This blog is intended to go along with Population: An Introduction to Concepts and Issues, by John R. Weeks, published by Cengage Learning. The latest edition is the 13th (it will be out in January 2020), but this blog is meant to complement any edition of the book by showing the way in which demographic issues are regularly in the news.

You can download an iPhone app for the 13th edition from the App Store (search for Weeks Population).

If you are a user of my textbook and would like to suggest a blog post idea, please email me at: john.weeks@sdsu.edu

Thursday, July 21, 2016

The History of the Population Association of America Has a New Website

For several decades now there has been an ongoing effort to keep up with and write the history of the Population Association of America. The effort was first started by Anders Lunde, who received his doctorate in sociology at Columbia University under Kingsley Davis. Most of his professional career was spent at the National Center for Health Statistics in Washington, D.C. (which is now part of the U.S. Centers for Disease Control).
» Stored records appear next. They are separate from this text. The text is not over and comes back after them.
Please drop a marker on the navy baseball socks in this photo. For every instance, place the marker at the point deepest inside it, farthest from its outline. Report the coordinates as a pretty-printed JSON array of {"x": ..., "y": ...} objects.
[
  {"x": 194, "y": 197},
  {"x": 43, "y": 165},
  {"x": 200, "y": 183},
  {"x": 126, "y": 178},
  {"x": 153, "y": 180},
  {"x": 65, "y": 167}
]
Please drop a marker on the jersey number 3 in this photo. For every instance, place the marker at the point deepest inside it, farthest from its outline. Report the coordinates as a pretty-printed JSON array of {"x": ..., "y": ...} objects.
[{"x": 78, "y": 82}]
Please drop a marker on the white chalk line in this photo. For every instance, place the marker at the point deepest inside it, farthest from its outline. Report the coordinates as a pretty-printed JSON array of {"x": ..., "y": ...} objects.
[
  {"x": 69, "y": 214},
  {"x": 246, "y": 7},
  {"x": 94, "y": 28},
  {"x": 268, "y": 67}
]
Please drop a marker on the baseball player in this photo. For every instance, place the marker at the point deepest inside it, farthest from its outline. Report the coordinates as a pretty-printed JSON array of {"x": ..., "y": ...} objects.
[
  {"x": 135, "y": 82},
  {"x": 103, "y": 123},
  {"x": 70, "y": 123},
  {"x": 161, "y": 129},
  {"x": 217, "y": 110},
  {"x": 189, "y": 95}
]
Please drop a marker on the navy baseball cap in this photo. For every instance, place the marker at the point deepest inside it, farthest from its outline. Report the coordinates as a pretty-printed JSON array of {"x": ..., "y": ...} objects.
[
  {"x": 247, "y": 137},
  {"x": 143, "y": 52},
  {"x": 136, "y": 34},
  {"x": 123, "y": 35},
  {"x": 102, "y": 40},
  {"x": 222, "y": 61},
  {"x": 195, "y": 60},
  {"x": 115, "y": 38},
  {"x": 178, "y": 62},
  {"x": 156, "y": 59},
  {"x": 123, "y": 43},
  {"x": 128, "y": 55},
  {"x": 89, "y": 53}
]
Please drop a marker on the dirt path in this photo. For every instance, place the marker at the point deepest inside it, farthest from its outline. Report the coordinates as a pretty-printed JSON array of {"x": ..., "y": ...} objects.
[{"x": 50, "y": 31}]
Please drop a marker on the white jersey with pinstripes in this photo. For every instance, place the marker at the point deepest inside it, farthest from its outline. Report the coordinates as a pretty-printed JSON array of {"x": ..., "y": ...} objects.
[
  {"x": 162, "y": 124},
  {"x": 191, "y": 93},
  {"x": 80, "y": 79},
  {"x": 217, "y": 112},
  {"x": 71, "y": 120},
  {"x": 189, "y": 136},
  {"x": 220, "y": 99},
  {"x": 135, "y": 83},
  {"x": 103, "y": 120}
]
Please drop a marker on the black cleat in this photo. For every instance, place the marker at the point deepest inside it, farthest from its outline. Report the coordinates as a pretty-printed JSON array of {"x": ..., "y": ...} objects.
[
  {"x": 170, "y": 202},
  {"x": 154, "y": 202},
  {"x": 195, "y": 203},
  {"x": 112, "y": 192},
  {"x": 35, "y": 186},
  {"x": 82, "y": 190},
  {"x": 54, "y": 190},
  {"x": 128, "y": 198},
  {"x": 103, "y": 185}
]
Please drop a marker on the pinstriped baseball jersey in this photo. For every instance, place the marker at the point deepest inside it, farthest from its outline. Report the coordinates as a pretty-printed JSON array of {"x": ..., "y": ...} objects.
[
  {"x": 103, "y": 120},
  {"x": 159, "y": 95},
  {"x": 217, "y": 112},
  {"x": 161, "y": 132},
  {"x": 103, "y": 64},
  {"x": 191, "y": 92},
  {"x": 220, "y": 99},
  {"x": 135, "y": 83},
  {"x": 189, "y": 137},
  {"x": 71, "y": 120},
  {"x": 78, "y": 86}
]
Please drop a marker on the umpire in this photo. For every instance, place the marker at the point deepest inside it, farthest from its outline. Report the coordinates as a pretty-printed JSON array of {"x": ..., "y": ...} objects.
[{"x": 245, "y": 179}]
When he became PAA secretary-treasurer in 1965, he was dismayed by the dearth of usable PAA files he inherited. So, Lunde subsequently decided to create an archive of data, including oral histories of past PAA presidents. In 1973, he became the first Historian of the PAA and assembled core records of meetings, membership numbers and officers and Board members since PAA's founding in 1931. With these data available to him, he started interviewing past presidents who were still alive at that time, beginning with Frank Notestein at the Population Council. He interviewed 12 others between 1973 and 1979 when he retired from the NCHS. In 1982, Lunde asked Jean van der Tak of the Population Reference Bureau to assume the role of PAA Historian. She subsequently brought the oral histories up-to-date as of 1994, calling them "Demographic Destinies". She retired in that year, and the PAA Board asked me to take over the role of PAA Historian. With the help of a great set of committee members--Dennis Hodgson of Fairfield University, Karen Hardee of the Population Council, Deborah McFarlane of the University of New Mexico, and Emily Merchant of Dartmouth University--we have been trying our best to interview all past PAA Presidents, as well as provide brief histories of the PAA and a timeline of PAA events. 

For many years these historical archives were hosted by San Diego State University, but this week Danielle Staudt and Bobbi Westmoreland of the PAA were able to finalize their integration into the website of the Population Association of America. Take a look, and enjoy!